School of Graduate Studies

School of Graduate Studies
School of Graduate Studies

Julie-Anne Staehli

MSc in Sport Psychology, School of Kinesiology and Health Studies


Julie-Anne Staehli. Photo credit: Michael P. Hall

How Coaching Supports Student-Athletes

by Natalia Mukhina

Julie-Anne Staehli, an MSc student at Queen’s School of Kinesiology and Health Studies and an accomplished track and cross-country runner, loves the simplicity of running. “You don’t need anything more than just a pair of running shoes to start running and enjoy it,” says Julie-Anne. She admits, however, that there is a something very special that enables a running-lover to become a high-performance athlete, and unlike footwear, you cannot just buy it in a sporting goods store. “Who you are as a person is the key to success in sport,” she argues.
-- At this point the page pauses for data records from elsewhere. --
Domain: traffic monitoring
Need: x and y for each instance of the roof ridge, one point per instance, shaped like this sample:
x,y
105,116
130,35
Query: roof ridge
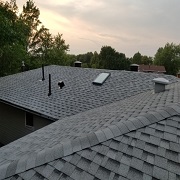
x,y
91,139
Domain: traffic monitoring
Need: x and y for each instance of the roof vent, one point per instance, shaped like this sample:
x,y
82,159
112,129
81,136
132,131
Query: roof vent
x,y
61,84
160,84
101,78
77,64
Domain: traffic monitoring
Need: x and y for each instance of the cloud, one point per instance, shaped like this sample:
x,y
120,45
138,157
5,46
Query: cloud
x,y
129,24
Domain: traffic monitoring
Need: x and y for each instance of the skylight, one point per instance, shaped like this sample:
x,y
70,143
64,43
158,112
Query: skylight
x,y
101,78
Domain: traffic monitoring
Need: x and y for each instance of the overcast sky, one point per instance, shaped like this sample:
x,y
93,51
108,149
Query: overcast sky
x,y
128,26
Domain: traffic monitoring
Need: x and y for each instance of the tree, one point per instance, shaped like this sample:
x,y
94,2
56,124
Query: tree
x,y
146,60
169,57
137,58
111,59
95,61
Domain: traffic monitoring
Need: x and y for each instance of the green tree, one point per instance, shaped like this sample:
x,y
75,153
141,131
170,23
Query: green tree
x,y
95,61
111,59
12,39
146,60
137,58
169,57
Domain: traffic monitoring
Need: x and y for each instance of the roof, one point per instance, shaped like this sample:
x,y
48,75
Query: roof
x,y
152,68
27,91
133,138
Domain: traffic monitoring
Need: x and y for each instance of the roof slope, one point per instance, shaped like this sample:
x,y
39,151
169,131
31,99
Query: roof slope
x,y
145,147
152,68
25,90
93,120
136,137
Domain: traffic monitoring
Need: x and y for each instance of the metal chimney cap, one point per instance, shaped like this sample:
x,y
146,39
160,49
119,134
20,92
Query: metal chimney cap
x,y
161,81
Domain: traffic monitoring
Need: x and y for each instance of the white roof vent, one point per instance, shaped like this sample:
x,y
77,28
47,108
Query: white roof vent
x,y
160,84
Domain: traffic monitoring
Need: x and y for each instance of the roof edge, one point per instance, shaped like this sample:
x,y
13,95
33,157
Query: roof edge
x,y
28,110
91,139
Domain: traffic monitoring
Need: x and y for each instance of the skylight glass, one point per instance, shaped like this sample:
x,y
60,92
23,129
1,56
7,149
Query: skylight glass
x,y
101,78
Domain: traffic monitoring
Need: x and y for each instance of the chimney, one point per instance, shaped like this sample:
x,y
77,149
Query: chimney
x,y
77,64
134,67
159,84
49,85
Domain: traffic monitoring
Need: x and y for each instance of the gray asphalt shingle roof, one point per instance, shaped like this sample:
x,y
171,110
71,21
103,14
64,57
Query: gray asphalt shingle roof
x,y
134,137
78,95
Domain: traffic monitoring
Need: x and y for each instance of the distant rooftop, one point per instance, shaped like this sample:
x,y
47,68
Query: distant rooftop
x,y
151,68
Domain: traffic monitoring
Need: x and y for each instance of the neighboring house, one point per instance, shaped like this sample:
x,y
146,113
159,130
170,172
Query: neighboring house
x,y
148,68
119,130
152,69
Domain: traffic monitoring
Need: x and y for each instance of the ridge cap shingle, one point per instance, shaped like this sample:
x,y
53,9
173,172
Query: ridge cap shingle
x,y
91,139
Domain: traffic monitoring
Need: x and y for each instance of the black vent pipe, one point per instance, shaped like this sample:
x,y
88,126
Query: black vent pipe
x,y
43,78
49,85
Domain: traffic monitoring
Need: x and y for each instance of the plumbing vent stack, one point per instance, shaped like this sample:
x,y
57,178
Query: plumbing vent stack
x,y
49,85
159,84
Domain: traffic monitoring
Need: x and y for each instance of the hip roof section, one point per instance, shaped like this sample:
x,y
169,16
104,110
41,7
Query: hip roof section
x,y
27,91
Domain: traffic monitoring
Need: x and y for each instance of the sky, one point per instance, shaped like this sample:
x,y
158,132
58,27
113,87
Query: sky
x,y
128,26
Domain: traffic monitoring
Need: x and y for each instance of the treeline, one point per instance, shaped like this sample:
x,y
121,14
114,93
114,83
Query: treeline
x,y
24,38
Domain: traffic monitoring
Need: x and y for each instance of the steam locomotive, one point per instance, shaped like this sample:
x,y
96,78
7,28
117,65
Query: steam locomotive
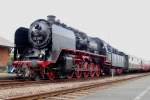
x,y
50,49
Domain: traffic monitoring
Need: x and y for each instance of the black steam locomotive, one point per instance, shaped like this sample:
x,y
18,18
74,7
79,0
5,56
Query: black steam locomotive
x,y
51,49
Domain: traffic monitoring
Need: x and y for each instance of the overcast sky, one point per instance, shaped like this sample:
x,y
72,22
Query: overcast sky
x,y
125,24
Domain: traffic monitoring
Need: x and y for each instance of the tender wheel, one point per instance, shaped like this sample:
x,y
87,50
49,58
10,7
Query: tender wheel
x,y
97,68
86,70
78,72
92,70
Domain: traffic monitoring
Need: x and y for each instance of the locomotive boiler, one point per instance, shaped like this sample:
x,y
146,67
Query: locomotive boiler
x,y
50,49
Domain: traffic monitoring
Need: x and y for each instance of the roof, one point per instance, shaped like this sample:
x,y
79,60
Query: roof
x,y
5,43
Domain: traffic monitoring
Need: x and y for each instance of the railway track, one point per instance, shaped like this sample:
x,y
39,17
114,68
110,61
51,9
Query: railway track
x,y
74,91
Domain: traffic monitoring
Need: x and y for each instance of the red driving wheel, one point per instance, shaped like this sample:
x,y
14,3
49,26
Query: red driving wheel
x,y
97,68
92,70
86,70
70,75
78,72
51,75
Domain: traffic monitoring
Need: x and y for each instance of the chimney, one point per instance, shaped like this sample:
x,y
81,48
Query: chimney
x,y
51,18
Originally from Lucknow, a small town along Lake Huron, Julie-Anne came to Queen’s in 2012. Since then, she has competed for Queen’s Gaels on the Varsity Cross Country and Track Team, culminating with the first fifth consecutive All-Canadian honour at Queen’s. A 2017 PHE ‘55 Alumnae Award winner, Julie-Anne is among the top student-athletes for the 2016-17 season. “It is not only my success. The credit definitely goes towards my current coach and those who had coached me before.”

With an outstanding Gaels career and years of training as an athlete under her belt, Staehli is now growing into the role of a graduate student in the Sport Psychology lab under the co-supervision of Dr. Jean Côté and Dr. Luc Martin. Staehli’s research focus is on the relationship between high performance coaching and student-athlete success, a field that she knows intimately and of which she has a sense of its complexity.

“Through my research, I hope to uncover what coaching is doing to support student-athletes - not just their training plans and interaction during season but what they are doing off-season to better prepare their athletes.”

Staehli believes she benefits from her own status as an accomplished athlete while doing research: “It gives me insight into what to do in my research and how to apply that.” In 2018, she will be acting as an assistant coach on the Queen’s Varsity Cross-Country Team, which makes her research directly applicable to her professional career.

Considering the coach-athlete relationship from a conceptual perspective, Staehli plans to actively use her connections within the Queen’s community. Interestingly, Julie-Anne’s coaches throughout her time in high school were also Queen’s alumni. “Queen’s first came into my life from the stories my coaches had told about it. It was a kind of a magical place for me.”

Gary and Maureen Lisle, Julie-Anne’s high school coaches, graduated from Queen’s School of Kinesiology and Health Studies. Moreover, Maureen Bouris (her maiden name) was proclaimed a top female athlete at Queen’s for the season of 1971-72 as a recipient of the PHE '55 Alumnae Award. “Such a nice coincidence!” says Julie-Anne.

At the very beginning of her time at Queen’s, Staehli met Steve Boyd, head coach from the Varsity Cross Country and Track Team. “After I had spoken with him and had a tour of Queen’s campus I became fully confident that this was a place I wanted to come to.”

When speaking about her varsity athletic career, Julie-Anne always defines her achievements as “our success”, with “our” referring to the entire coaching staff. “I am so fortunate to work with coaches who see far beyond just being a good athlete. They look at my development as a person as well. No matter the success that you have - they contributed to who I am.”

Which personal characteristics does sport help develop? Staehli lists some of the most significant from her perspective: time-management skills, understanding of work ethic, dedication, drive, patience, and persistence in achieving goals, whatever you do. “As coaches say, ’a day off is a day wasted,’” Julie-Anne says with a smile.

She also recalls some other good advice: “Don’t let success get to your head, and don’t let failure get to your heart.” In sport, as in life, triumphs are always alternated with setbacks. As for Staehli, she believes that setbacks make athletes stronger in the long run. How mature athletes are when experiencing both victories and setbacks will define their long-term performance.

A good work-life balance is crucial for Staehli. As a piano lover, Julie-Anne believes this passion adds a lot of value to her life because it brings creativity to her athletics and academics. In addition, as co-founder of The ReRUN Shoe Project, her involvement contributes to the strengthening of social ties. “We collect running shoes and give them back into the community, mainly through the Boys and Girls Club.” 

To conclude, Julie-Anne Staehli has some good advice for Queen’s students: “Do not forget to have some sort of athletic interests along with your academics. You do not have to be competitive, just be physically active. It’s amazing how you will benefit!”